Daily volume of fluid for rehydration therapy depending on age and degree of dehydration (according to Denis), ml/kg

Degree of dehydration

Up to 1 year

1-5 years

5-10 years

I

130-170

100-125

75-100

II

175-200

130-170

110

III

220

175

130

The ratio of the amount of fluid administered orally to the amount administered parenterally may be increased or decreased (if the amount of fluid administered orally is insufficient, the amount administered parenterally must be increased; if the condition improves and the amount of fluid administered orally increases, the amount administered parenterally can be reduced).

In rehydration therapy, which must be carried out from the first hours of development of toxicosis with exicosis, the effectiveness of treatment largely depends on the rate of fluid administration to the patient. If the patient has no signs of hypovolemic shock, then in the first 6-8 hours the volume of fluid is replenished to relieve hypovolemia, and in the following 16-18 hours the final elimination of toxicosis with exicosis is carried out. From the 2nd day of treatment the volume of fluid depends primarily on the current losses.

If the patient is diagnosed with hypovolemic shock, treatment begins with colloidal solutions: 5% albumin or rheopolyglucin. Within 1-2 hours, colloidal solutions are administered at a dose of 15-20 ml/kg under the control of arterial pressure. Then, after its increase, infusion therapy is carried out, guided by general principles.

In addition to replenishing water loss, with TE it is necessary to correct electrolyte imbalances.

Sodium deficiency (mmol) is determined by the formula:

D(Na+) = (Na+norm. - Na+b.) x MT x K,

Where: D(Na+) is the deficit (mmol); Na+norm. is the normal sodium concentration (usually 140 mmol/l is considered normal); Na+б. is the sodium content in the patient's plasma (mmol/l); BM is the body weight (kg); K is the extracellular fluid coefficient (0.5 for newborns, 0.3 for infants, 0.2 for adults). (1 ml of 10% sodium chloride solution contains 1.7 mmol of sodium.)

Hyponatremia often does not require additional administration and can be corrected with the use of a glucose-insulin-potassium mixture, especially in young infants.

The daily physiological requirement for potassium is 1.5-2.0 mmol/kg (for a body weight of up to 15 kg - 2.0 mmol/kg, for a body weight of more than 15 kg - 1.5 mmol/kg), when hypokalemia develops, the calculation of potassium deficiency is carried out using the formula:

DK+= (K+norm. - K+b.) x MT x K,

Where DK+ is the potassium deficiency level, mmol; K+norm. is usually considered to be the normal level of potassium of 5 mmol/l; K+b. is the potassium content in the patient's plasma, mmol/l; MT is body weight, kg; K is the extracellular fluid coefficient. (1 ml of 7.5% potassium chloride solution contains 1 mmol of potassium.)

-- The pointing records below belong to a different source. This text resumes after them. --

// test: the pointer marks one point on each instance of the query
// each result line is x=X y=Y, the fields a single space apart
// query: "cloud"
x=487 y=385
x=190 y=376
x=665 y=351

To eliminate potassium deficiency in the body, potassium chloride solutions (4, 7, 5 and 10%) are used. Potassium chloride solutions are diluted in glucose solution to a concentration of 0.5% (the maximum permissible concentration of potassium chloride in glucose is 1%). Potassium chloride solutions are administered only by drip, at a rate not exceeding 0.4 ml/min. When administering potassium, it is necessary to monitor diuresis.

Correction of metabolic acidosis is usually carried out during treatment of the underlying disease (IT with replenishment of circulating blood volume, correction of electrolyte disturbances). The use of sodium bicarbonate is advisable only if acidosis is pronounced (decompensated), and the acid-base balance indicators reach critical values (pH <7.25; BE <10 mmol/l; HCO3 <18 mmol/l). When used in other cases, there is a risk of developing alkalosis.

The effectiveness of the therapy is assessed by the reduction and elimination of clinical manifestations of dehydration, improvement of the general condition of the baby, weight gain of at least 1-2% per day from the initial data, positive dynamics of laboratory parameters (hematocrit, hemoglobin level, protein and electrolytes, blood acid-base balance).

What is the prognosis for dehydration in a child?

The prognosis depends on the degree of TE, the age of the infant, the time of contact with the doctor, and the nosological form of the disease against which dehydration developed.